The U.S. Justice Department said Friday it is approving T-Mobile’s takeover of rival Sprint, clearing a major hurdle to a deal that would merge the nation’s third- and fourth-largest wireless carriers.

The companies have agreed to divest Sprint’s prepaid businesses, including Boost Mobile, to Dish Network Corp in order to move ahead with the merger, which was announced in April 2018 and was previously valued at $25 billion.

But the deal still faces a significant challenge.
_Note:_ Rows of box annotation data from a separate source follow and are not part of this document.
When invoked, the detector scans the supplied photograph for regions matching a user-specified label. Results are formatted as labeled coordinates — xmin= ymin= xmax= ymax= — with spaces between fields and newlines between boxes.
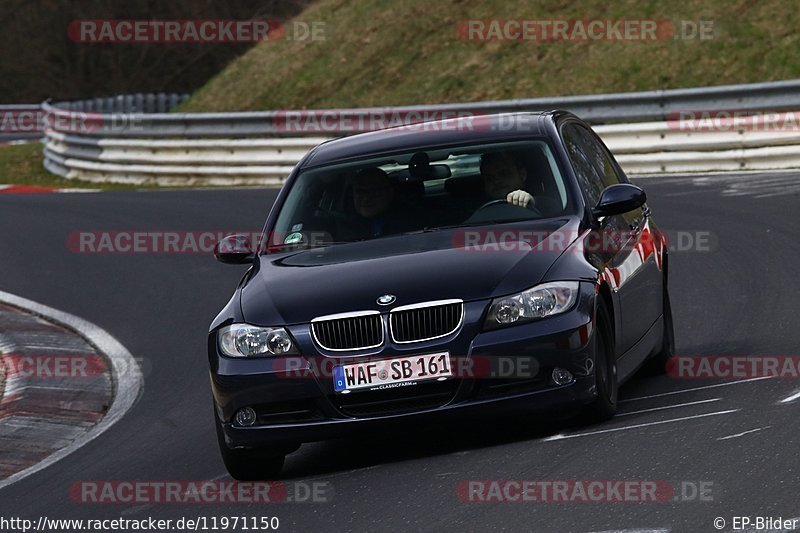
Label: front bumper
xmin=209 ymin=284 xmax=596 ymax=448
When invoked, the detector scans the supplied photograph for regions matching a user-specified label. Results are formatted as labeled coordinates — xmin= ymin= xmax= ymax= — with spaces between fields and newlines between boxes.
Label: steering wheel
xmin=470 ymin=198 xmax=542 ymax=218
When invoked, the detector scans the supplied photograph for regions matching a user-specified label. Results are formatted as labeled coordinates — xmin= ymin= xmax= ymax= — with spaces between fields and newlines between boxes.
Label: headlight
xmin=485 ymin=281 xmax=579 ymax=328
xmin=217 ymin=324 xmax=297 ymax=357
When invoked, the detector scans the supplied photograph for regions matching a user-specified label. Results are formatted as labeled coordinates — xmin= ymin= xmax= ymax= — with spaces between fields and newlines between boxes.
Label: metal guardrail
xmin=43 ymin=80 xmax=800 ymax=185
xmin=0 ymin=93 xmax=189 ymax=142
xmin=0 ymin=104 xmax=44 ymax=142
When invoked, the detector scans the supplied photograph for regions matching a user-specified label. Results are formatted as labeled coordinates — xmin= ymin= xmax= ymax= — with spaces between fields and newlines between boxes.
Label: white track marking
xmin=0 ymin=291 xmax=144 ymax=489
xmin=780 ymin=391 xmax=800 ymax=403
xmin=616 ymin=398 xmax=722 ymax=418
xmin=619 ymin=376 xmax=775 ymax=403
xmin=542 ymin=409 xmax=741 ymax=442
xmin=717 ymin=426 xmax=772 ymax=440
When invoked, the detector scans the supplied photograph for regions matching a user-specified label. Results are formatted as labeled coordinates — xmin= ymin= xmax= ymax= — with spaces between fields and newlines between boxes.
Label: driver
xmin=481 ymin=152 xmax=535 ymax=208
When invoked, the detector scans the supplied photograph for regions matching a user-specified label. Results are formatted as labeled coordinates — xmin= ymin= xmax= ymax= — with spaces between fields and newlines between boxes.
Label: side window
xmin=561 ymin=123 xmax=621 ymax=205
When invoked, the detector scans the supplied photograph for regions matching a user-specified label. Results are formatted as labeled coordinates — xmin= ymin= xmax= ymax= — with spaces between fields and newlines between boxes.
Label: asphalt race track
xmin=0 ymin=173 xmax=800 ymax=532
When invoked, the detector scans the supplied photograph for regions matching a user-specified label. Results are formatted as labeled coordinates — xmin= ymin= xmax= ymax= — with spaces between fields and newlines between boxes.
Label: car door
xmin=562 ymin=122 xmax=662 ymax=358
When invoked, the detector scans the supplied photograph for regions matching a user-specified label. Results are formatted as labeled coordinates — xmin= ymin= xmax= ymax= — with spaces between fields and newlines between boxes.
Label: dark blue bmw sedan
xmin=208 ymin=111 xmax=674 ymax=479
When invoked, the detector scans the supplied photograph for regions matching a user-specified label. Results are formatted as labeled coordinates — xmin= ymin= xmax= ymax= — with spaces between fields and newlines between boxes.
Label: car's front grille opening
xmin=311 ymin=313 xmax=383 ymax=351
xmin=334 ymin=379 xmax=460 ymax=417
xmin=253 ymin=400 xmax=323 ymax=426
xmin=477 ymin=375 xmax=547 ymax=398
xmin=389 ymin=300 xmax=464 ymax=342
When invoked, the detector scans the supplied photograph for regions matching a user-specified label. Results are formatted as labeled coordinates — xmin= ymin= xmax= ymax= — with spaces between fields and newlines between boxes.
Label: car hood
xmin=241 ymin=218 xmax=578 ymax=326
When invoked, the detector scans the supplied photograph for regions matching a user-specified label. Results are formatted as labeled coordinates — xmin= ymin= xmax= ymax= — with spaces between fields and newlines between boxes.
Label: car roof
xmin=301 ymin=111 xmax=571 ymax=168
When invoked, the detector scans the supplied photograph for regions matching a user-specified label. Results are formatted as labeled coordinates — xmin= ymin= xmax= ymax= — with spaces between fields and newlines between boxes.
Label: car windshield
xmin=265 ymin=139 xmax=569 ymax=253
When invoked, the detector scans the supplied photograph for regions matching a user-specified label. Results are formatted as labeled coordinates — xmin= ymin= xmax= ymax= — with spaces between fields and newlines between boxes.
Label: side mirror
xmin=214 ymin=235 xmax=255 ymax=265
xmin=592 ymin=183 xmax=647 ymax=217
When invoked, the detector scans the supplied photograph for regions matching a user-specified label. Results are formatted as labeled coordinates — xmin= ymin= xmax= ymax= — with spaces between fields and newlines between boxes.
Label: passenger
xmin=344 ymin=167 xmax=411 ymax=239
xmin=480 ymin=152 xmax=535 ymax=208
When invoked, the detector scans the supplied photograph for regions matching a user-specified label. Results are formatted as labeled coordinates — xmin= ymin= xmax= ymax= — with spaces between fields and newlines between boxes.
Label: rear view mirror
xmin=592 ymin=183 xmax=647 ymax=217
xmin=214 ymin=235 xmax=255 ymax=265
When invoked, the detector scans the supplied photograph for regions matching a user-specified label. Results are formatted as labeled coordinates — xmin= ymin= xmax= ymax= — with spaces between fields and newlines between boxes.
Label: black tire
xmin=644 ymin=286 xmax=675 ymax=376
xmin=586 ymin=303 xmax=619 ymax=423
xmin=214 ymin=411 xmax=286 ymax=481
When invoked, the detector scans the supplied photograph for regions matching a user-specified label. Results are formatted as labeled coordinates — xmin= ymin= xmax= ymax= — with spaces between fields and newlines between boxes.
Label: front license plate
xmin=333 ymin=352 xmax=453 ymax=394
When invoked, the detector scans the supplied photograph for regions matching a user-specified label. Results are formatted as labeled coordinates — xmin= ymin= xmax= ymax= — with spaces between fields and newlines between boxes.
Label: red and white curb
xmin=0 ymin=184 xmax=100 ymax=194
xmin=0 ymin=291 xmax=143 ymax=489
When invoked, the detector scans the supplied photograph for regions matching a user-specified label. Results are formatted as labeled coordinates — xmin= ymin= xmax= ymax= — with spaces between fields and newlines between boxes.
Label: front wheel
xmin=214 ymin=411 xmax=286 ymax=481
xmin=586 ymin=303 xmax=619 ymax=422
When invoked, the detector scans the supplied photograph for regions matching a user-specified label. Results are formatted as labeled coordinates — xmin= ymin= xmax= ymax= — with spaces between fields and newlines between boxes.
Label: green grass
xmin=181 ymin=0 xmax=800 ymax=111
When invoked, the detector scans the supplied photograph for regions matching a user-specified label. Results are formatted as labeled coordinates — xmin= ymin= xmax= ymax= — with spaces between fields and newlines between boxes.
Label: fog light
xmin=553 ymin=367 xmax=574 ymax=385
xmin=233 ymin=407 xmax=256 ymax=426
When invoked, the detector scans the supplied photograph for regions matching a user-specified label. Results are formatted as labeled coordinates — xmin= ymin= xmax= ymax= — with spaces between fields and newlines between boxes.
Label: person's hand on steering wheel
xmin=506 ymin=189 xmax=535 ymax=207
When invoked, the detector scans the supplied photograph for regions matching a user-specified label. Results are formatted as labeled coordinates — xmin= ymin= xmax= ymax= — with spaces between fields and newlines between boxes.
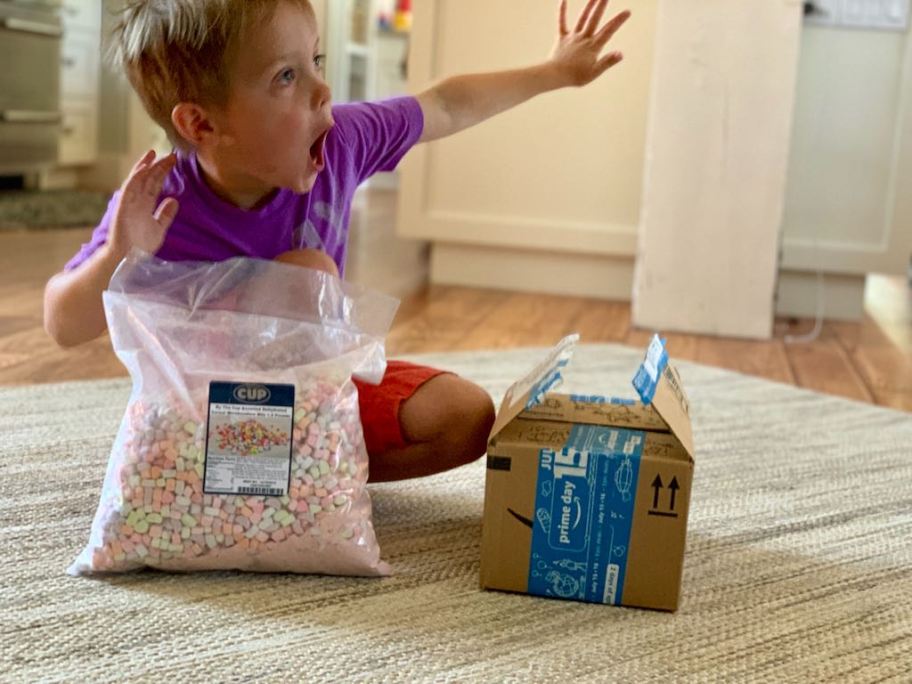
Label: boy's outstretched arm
xmin=417 ymin=0 xmax=630 ymax=142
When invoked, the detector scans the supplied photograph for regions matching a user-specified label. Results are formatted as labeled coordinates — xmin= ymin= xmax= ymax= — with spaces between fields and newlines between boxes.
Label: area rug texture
xmin=0 ymin=345 xmax=912 ymax=683
xmin=0 ymin=190 xmax=110 ymax=230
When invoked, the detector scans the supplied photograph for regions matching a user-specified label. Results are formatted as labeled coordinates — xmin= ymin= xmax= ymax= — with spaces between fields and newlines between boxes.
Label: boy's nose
xmin=311 ymin=81 xmax=332 ymax=111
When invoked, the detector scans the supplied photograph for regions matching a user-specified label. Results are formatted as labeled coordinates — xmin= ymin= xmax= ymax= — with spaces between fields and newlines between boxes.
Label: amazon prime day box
xmin=481 ymin=335 xmax=694 ymax=610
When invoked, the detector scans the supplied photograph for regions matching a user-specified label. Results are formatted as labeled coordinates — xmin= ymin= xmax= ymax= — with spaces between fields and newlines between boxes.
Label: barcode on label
xmin=238 ymin=487 xmax=285 ymax=496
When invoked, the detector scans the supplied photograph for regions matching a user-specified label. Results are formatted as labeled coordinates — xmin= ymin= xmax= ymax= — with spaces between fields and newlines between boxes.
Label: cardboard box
xmin=481 ymin=336 xmax=694 ymax=610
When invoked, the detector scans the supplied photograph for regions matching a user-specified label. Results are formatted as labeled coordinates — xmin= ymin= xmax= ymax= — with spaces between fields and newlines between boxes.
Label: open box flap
xmin=633 ymin=335 xmax=694 ymax=459
xmin=488 ymin=335 xmax=579 ymax=442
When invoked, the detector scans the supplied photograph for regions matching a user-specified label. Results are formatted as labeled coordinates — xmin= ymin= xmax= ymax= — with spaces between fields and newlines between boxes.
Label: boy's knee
xmin=275 ymin=249 xmax=339 ymax=278
xmin=447 ymin=380 xmax=494 ymax=463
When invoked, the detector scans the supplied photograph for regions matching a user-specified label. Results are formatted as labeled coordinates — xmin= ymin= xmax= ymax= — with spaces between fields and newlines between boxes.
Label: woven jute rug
xmin=0 ymin=346 xmax=912 ymax=682
xmin=0 ymin=190 xmax=110 ymax=230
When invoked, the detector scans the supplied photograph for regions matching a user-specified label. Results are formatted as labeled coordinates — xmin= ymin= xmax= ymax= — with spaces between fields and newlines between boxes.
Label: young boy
xmin=45 ymin=0 xmax=630 ymax=482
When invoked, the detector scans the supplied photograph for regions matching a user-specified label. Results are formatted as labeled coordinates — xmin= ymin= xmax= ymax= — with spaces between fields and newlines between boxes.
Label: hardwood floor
xmin=0 ymin=191 xmax=912 ymax=411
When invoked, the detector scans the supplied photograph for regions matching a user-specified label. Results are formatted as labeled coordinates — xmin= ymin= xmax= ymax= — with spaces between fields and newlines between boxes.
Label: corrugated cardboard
xmin=481 ymin=336 xmax=694 ymax=610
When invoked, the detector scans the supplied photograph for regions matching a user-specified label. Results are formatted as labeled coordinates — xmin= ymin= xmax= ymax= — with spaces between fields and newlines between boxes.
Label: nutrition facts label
xmin=203 ymin=382 xmax=294 ymax=496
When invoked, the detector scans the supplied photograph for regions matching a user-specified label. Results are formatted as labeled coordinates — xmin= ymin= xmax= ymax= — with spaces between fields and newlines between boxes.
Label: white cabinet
xmin=777 ymin=20 xmax=912 ymax=319
xmin=58 ymin=0 xmax=101 ymax=166
xmin=397 ymin=0 xmax=656 ymax=299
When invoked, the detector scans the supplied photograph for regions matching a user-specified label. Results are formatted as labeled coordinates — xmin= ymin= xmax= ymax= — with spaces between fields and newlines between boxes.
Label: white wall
xmin=633 ymin=0 xmax=801 ymax=338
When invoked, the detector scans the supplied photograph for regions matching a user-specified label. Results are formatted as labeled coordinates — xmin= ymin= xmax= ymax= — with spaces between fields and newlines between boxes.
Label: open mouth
xmin=310 ymin=128 xmax=329 ymax=171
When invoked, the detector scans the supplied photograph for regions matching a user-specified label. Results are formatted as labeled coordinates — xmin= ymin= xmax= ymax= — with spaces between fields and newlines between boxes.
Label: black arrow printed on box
xmin=648 ymin=475 xmax=681 ymax=518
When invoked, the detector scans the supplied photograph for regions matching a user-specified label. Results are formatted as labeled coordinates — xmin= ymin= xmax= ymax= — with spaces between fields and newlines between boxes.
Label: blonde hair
xmin=109 ymin=0 xmax=313 ymax=148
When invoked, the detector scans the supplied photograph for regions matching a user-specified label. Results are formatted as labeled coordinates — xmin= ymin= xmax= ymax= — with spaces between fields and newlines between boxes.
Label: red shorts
xmin=354 ymin=361 xmax=447 ymax=454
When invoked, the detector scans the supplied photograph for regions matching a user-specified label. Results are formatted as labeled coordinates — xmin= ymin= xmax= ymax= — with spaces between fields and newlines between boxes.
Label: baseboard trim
xmin=431 ymin=242 xmax=633 ymax=301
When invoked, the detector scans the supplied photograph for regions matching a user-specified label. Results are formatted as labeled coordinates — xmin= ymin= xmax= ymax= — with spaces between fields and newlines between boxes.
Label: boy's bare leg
xmin=369 ymin=374 xmax=494 ymax=482
xmin=275 ymin=249 xmax=339 ymax=278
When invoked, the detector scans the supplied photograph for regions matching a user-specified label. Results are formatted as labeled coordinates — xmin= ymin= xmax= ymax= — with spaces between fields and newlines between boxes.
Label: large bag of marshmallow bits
xmin=68 ymin=251 xmax=398 ymax=576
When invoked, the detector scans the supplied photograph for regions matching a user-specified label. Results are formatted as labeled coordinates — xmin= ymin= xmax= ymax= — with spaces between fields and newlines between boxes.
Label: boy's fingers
xmin=130 ymin=150 xmax=155 ymax=176
xmin=596 ymin=10 xmax=631 ymax=47
xmin=155 ymin=197 xmax=180 ymax=230
xmin=595 ymin=52 xmax=624 ymax=76
xmin=583 ymin=0 xmax=608 ymax=36
xmin=142 ymin=154 xmax=177 ymax=197
xmin=576 ymin=0 xmax=599 ymax=33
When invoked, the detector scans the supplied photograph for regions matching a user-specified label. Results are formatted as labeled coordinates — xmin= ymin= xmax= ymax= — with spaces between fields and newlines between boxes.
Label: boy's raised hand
xmin=551 ymin=0 xmax=630 ymax=86
xmin=108 ymin=150 xmax=178 ymax=257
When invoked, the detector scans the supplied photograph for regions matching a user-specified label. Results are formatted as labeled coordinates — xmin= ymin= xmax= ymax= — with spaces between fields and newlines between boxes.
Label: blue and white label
xmin=528 ymin=425 xmax=645 ymax=604
xmin=570 ymin=394 xmax=636 ymax=406
xmin=633 ymin=335 xmax=668 ymax=404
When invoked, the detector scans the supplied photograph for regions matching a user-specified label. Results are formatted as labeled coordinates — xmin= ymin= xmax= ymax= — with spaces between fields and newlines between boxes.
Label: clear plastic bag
xmin=68 ymin=252 xmax=398 ymax=576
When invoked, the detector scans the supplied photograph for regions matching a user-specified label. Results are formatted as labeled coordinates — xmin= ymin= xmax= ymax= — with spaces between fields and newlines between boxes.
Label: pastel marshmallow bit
xmin=81 ymin=377 xmax=373 ymax=571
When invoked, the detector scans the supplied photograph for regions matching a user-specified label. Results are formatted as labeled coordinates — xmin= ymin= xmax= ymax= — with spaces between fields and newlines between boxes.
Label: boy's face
xmin=215 ymin=2 xmax=333 ymax=193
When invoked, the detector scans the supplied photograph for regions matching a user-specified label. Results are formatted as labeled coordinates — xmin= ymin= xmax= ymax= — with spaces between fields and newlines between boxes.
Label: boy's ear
xmin=171 ymin=102 xmax=226 ymax=147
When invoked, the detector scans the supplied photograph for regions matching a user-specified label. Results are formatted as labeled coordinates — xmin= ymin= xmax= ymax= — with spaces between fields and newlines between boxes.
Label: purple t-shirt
xmin=65 ymin=97 xmax=424 ymax=273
A group of U.S. state attorneys general have filed a lawsuit in federal court in New York to block the merger, arguing that the proposed deal would cost consumers more than $4.5 billion annually.

On Friday, the Justice Department and five state attorneys general said they were filing suit to enforce the settlement conditions that also include the companies providing DISH with access to 20,000 cell sites and hundreds of retail locations.

Shares of T-Mobile, which is about 63 percent owned by Deutsche Telekom AG, were up 2.4% at $81.80. Shares of Sprint, which is about 84 percent owned by Softbank Group Corp, were up 4.4% at $7.77.

Prepaid wireless phones are generally sought by lower-income people who cannot pass a credit check.

T-Mobile, the third largest U.S. wireless carrier with about 80 million customers, pursued the deal in order to seek scale to compete with bigger rivals Verizon Communications Inc and AT&T Inc. Sprint has about 55 million customers.

T-Mobile US on Thursday beat analysts’ estimates for second-quarter net new phone subscribers who pay a monthly bill, boosted by the U.S. mobile carrier’s wireless plans aimed at fending off its bigger rivals. The mobile carrier said it added a net 710,000 phone subscribers in the three months ended June 30.

Federal Communications Commission Chairman Ajit Pai has given his blessing to the merger in principle and is expected to circulate a formal order within weeks. The FCC is expected to give Dish more time to use spectrum it previously acquired but also impose strict penalties if it fails to create a consumer wireless network within a set timeframe.